Winterhalter drückte auf den Aus-Knopf des Aufnahmegeräts und bat
den Zeugen, sich für weitere Fragen zur Verfügung zu halten. »Ihr Alibi
überprüfen wir natürlich.«
»Selbstverständlich!« Der Mann drückte Winterhalter seine
Visitenkarte in die Hand.
Als er seinen Gaumen bereits auf den Wurstsalat
eingestellt hatte, kam der Dorfpolizist in den Vernehmungsraum. »Herr
Winterhalter, es gibt ein Problem in der Kirche. Der Pfarrer wird im
Beichtstuhl von einem angeblichen Kommissar belästigt …«
Winterhalter wusste sofort, dass diese Angelegenheit keinen Aufschub
duldete. Und sie war nicht nur dienstlicher Natur. Er fühlte sich auch als
Katholik verpflichtet, sofort einzuschreiten.

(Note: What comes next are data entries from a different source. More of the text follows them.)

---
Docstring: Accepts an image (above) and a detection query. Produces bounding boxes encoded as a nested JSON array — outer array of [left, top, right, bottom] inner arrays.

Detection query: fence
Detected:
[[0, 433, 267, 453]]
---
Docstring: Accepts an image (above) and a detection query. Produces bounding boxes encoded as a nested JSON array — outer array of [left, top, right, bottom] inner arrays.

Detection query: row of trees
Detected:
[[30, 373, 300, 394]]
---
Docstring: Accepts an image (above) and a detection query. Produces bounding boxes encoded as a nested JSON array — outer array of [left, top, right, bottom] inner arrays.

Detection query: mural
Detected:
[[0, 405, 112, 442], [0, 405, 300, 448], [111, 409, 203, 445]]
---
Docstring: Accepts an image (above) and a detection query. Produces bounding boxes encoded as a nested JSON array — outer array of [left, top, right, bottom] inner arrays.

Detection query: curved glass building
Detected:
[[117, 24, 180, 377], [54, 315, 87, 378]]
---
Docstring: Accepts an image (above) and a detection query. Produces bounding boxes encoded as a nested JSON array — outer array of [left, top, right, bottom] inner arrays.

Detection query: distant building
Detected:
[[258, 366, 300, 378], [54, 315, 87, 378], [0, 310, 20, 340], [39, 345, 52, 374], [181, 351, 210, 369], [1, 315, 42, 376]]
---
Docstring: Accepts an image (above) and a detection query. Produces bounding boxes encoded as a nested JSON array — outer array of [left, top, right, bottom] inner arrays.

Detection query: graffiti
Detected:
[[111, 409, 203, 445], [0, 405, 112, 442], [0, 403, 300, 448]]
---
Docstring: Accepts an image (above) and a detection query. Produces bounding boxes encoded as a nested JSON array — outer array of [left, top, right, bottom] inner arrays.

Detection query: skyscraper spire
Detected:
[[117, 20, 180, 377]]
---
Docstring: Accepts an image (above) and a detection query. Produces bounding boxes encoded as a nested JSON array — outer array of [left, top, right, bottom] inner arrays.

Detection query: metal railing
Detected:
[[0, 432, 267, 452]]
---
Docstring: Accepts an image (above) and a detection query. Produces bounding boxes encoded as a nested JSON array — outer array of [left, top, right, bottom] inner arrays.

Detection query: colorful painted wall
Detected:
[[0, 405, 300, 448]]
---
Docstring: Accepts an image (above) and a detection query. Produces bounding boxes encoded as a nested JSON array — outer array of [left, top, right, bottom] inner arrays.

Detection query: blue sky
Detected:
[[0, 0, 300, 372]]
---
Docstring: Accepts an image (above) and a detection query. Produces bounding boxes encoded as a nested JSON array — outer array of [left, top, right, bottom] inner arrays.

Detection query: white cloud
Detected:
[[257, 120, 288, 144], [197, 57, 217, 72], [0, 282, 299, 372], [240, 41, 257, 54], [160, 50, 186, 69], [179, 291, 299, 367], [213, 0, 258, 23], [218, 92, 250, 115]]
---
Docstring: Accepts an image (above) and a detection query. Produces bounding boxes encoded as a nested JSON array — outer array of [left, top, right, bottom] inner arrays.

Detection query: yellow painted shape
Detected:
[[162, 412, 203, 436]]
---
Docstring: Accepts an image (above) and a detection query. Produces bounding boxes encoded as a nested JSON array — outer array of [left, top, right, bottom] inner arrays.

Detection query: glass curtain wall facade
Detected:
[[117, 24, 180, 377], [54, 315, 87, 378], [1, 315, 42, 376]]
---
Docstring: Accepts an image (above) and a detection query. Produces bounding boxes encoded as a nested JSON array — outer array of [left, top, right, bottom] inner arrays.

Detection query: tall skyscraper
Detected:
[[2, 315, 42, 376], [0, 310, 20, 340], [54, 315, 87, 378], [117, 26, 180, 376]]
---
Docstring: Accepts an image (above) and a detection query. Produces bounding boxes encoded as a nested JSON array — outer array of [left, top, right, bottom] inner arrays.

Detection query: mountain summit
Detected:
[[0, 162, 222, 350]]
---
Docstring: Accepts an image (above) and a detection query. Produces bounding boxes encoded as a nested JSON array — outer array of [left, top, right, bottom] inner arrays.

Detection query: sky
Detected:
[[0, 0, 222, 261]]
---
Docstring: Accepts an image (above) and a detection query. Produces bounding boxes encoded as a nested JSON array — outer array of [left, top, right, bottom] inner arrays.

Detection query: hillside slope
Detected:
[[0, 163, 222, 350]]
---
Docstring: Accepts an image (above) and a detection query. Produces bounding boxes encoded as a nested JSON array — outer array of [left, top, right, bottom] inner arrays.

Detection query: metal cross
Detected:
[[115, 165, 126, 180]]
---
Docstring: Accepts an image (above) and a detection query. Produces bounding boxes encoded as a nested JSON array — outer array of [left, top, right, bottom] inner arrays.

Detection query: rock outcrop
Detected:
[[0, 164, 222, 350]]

Als er an der Kirche eintraf, fand er seine schlimmsten Vorahnungen
bestätigt.
»Da sitzt ein Geisteskranker im Beichtstuhl, gibt sich als Polizist
aus und verlangt von mir, dass ich das Beichtgeheimnis breche. Unvorstellbar.«
Der Dorfpfarrer umklammerte krampfhaft sein Gebetbuch.
»Ich kümmere mich darum, Herr Pfarrer«, sagte Winterhalter ebenso
behutsam, wie er die Kirche betrat und sich im Weitergehen rasch mit Weihwasser
bekreuzigte. Einige Frauen waren in ein erregtes Geflüster mit Hauptkommissar
Thomsen vertieft.
»Ah, Winterhalter. Gut, dass Sie kommen! Erklären Sie diesen Damen
mal, dass die Beichtstunde für heute beendet ist.« Thomsen schien über das
Eintreffen des Kollegen richtiggehend erfreut. Ein wirklich seltener Umstand.
»Des isch ja wohl e’ Frechheit. Sie könne’ doch nit einfach hier
rein platze’ und die Beichtstund’ störe’«, flüsterte die Korpulenteste der
Damen. Ihre dennoch vibrierende Stimme verriet, dass sie ihren kräftigen Sopran
auch regelmäßig im Kirchenchor zur Entfaltung brachte.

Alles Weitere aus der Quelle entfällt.